Reşit Galip gençlik yıllarından itibaren gönüllü olarak Millî Mücadele’ye katılmış, Atatürk devrimlerine sıkı sıkıya bağlı kalmış, Cumhuriyet’in ihtiyaç duyduğu bir aydın olmuştur. Türkiye’de modern yükseköğrenim kurumlarının kurulmasına öncülük etmiş, böylece batılı tarzda eğitimin gelişmesinde önayak olmuştur. Hayatını Türkiye’nin bağımsızlığına ve çağdaşlığına adamıştır. Böylelikle “Millî Kahraman” olmuştur

Kaynakça

(1933). Cumhuriyet.

Akçura, Y. (1981). Yeni Türk Devletinin Öncüleri. Ankara: Kültür Bakanlığı Yayınları.

Başar, E. (2004). Milli Eğitim Bakanlarının Eğitim Faaliyetleri 1920-1960. İstanbul: Milli Eğitim Bakanlığı Yayınları. akt. Ertugrul Turgut

Derviş, M. (1934). Doktor Resit Galibi de Kaybettik. Resimli Sark. akt. Ertugrul Turgut

Grathusen, K. D. (1981). 1933 Yılından Sonra Alman Bilim Adamlarının Türkiye’ye Göçü. Ankara.

Hatipoğulu, M. T. (1998). Dr. Reşit Galip ve Üniversitesi. Abece Eğitim ve Sanat Dergisi. akt. Ertugrul Turgut

Hirsch, E. (1950). Dünya Üniversiteleri ve Türkiye’de Üniversitelerin Gelişmesi. İstanbul.

Kırdar, L. (1936). Reşit Galip. Kaynak,Sayı:38.

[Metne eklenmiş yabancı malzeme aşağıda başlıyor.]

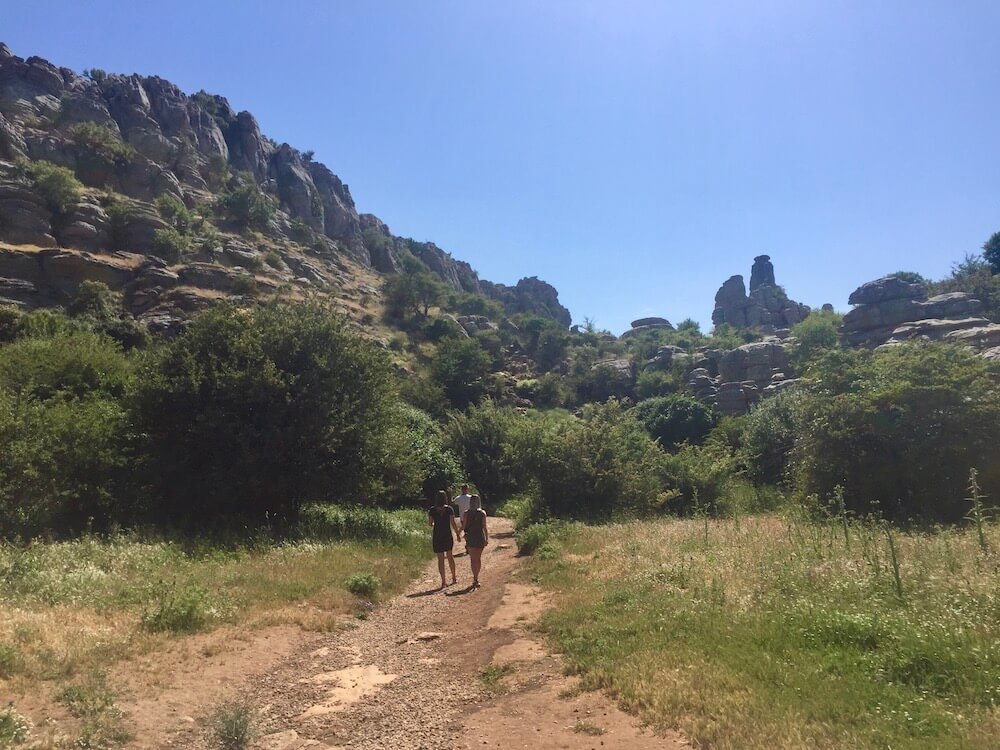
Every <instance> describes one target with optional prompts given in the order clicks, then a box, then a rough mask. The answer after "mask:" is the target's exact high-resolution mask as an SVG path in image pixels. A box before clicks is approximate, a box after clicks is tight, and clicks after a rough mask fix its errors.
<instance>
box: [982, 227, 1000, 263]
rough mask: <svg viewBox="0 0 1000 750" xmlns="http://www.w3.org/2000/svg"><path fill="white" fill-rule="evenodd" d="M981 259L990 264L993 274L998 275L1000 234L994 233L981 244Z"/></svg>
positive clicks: (999, 245)
mask: <svg viewBox="0 0 1000 750" xmlns="http://www.w3.org/2000/svg"><path fill="white" fill-rule="evenodd" d="M983 258H985V259H986V262H987V263H989V264H990V269H991V270H992V271H993V273H1000V232H994V233H993V234H991V235H990V238H989V239H988V240H986V242H984V243H983Z"/></svg>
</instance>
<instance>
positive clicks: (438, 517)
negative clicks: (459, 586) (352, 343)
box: [430, 490, 462, 588]
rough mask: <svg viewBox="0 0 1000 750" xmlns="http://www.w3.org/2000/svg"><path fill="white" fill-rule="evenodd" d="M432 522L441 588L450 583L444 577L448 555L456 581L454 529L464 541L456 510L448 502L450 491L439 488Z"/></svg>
mask: <svg viewBox="0 0 1000 750" xmlns="http://www.w3.org/2000/svg"><path fill="white" fill-rule="evenodd" d="M430 523H431V526H433V527H434V533H433V535H432V536H431V543H432V545H433V547H434V552H435V553H437V556H438V571H439V572H440V573H441V588H444V587H445V586H447V585H448V584H447V583H446V582H445V578H444V558H445V556H447V557H448V565H450V566H451V582H452V583H455V580H456V579H455V558H454V557H452V556H451V550H452V548H453V547H454V546H455V539H454V537H452V535H451V531H452V529H454V530H455V534H456V535H457V536H458V541H462V532H461V531H460V530H459V528H458V521H456V520H455V511H454V510H452V507H451V505H449V504H448V493H446V492H445V491H444V490H438V494H437V504H436V505H435V506H434V507H433V508H431V512H430Z"/></svg>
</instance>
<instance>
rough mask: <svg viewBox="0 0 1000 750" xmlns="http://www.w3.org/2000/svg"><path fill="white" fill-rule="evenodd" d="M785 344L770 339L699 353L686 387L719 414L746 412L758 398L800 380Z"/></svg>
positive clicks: (776, 340)
mask: <svg viewBox="0 0 1000 750" xmlns="http://www.w3.org/2000/svg"><path fill="white" fill-rule="evenodd" d="M786 346H787V345H786V344H785V343H784V342H782V341H780V340H778V339H775V338H771V339H767V340H766V341H760V342H757V343H753V344H744V345H743V346H741V347H738V348H736V349H733V350H731V351H727V352H719V351H715V350H712V351H705V352H702V360H701V361H699V362H698V363H696V364H698V365H699V366H698V367H696V368H695V369H693V370H692V371H691V375H690V380H689V383H688V386H689V387H690V388H691V390H692V392H693V393H694V396H695V398H697V399H700V400H702V401H705V402H707V403H711V404H714V405H715V407H716V409H718V410H719V411H720V412H721V413H722V414H727V415H736V414H745V413H746V412H747V411H748V410H749V409H750V407H751V406H753V405H754V404H755V403H757V401H759V400H760V399H761V398H763V397H766V396H770V395H772V394H774V393H777V392H779V391H781V390H784V389H786V388H789V387H791V386H792V385H794V384H795V383H797V382H799V381H798V379H797V378H795V377H794V373H793V372H792V368H791V363H790V362H789V360H788V350H787V348H786Z"/></svg>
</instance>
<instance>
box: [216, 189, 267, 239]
mask: <svg viewBox="0 0 1000 750" xmlns="http://www.w3.org/2000/svg"><path fill="white" fill-rule="evenodd" d="M217 206H218V208H219V210H220V211H222V212H223V213H224V214H225V215H226V216H228V217H229V218H230V219H232V220H233V221H234V222H235V223H236V224H237V225H238V226H240V227H241V228H243V229H258V230H261V231H263V230H265V229H267V228H268V226H270V224H271V222H272V221H273V220H274V216H275V208H274V204H273V203H272V202H271V199H270V198H268V197H267V196H266V195H264V193H262V192H261V190H260V188H259V187H258V186H257V183H256V182H254V181H253V179H252V178H251V177H249V176H244V177H243V179H242V181H241V182H240V184H238V185H237V186H236V187H234V188H232V189H230V190H227V191H226V192H224V193H223V194H222V195H220V196H219V198H218V201H217Z"/></svg>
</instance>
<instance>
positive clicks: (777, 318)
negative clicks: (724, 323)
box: [712, 255, 809, 331]
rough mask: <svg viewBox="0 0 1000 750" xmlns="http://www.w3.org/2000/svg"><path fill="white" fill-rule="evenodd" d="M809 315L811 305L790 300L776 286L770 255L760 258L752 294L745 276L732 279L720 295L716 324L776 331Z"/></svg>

Malche, A. Üniversite ile ilgili raporu.

Namık, H. (Nisan 1934). Reşit Galip. Ülkü Halkevleri Mecmuası,C.3,Sayı 14. akt. Ertugrul Turgut

Şapolyo, E. B. (1934). Reşit Galip’İn Hayatı. Çığır.

Widmann, H. (1981). Atatürk Üniversite Reformu. İstanbul.